William himself decided when he’d had enough fun outside, so we walked to the local coffee bar. Latté for me, Americano for Liesel and a babyccino for William. He asked for a chocolate bar to go with it, a Flake, so I went back to the counter to ask for one. I was expecting to pay extra, but no, it was given to me on a plate. In fact, the lovely girl gave me two Flakes. I presented them to William who immediately put one into his drink, which was cool enough to drink. Without any prompting or asking, he immediately gave the other one to me. I held out the plate to receive it, but that wasn’t what he wanted. Instead, William dropped the Flake into my still hot latté, where it dissolved very quickly, of course. So I had a slightly chocolatey latté. But really, I was just taken by William’s generosity and kindness, he could have kept both Flakes for himself and that would have been OK (just don’t tell his parents). We praised him for sharing, but it was a bit disappointing that I couldn’t show him my chocolate bar when he asked.
I collected Martha from Nursery and we had a nice chat on the walk home about all sorts of things. Not politics or religion though: I know my limits.

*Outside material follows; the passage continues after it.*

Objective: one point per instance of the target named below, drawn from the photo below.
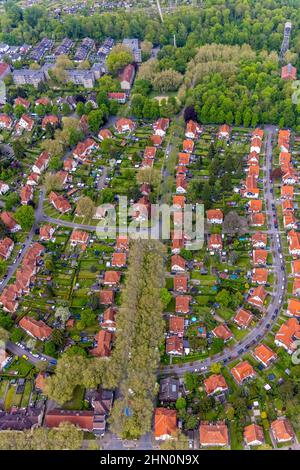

It has been an educational week. As I walked by a coffee bar, a couple of guys were outside, having a deep and meaningful discussion about the menu items. The one gem I took away from what I overheard was this: carrot cake is the same as carrot corn flakes. On the other hand, I did confirm that K athmandu is pretty close to the Himalayas.
What I failed to discern though was why there’s a big gap in K athmandu. Just one of Northenden’s many mysteries.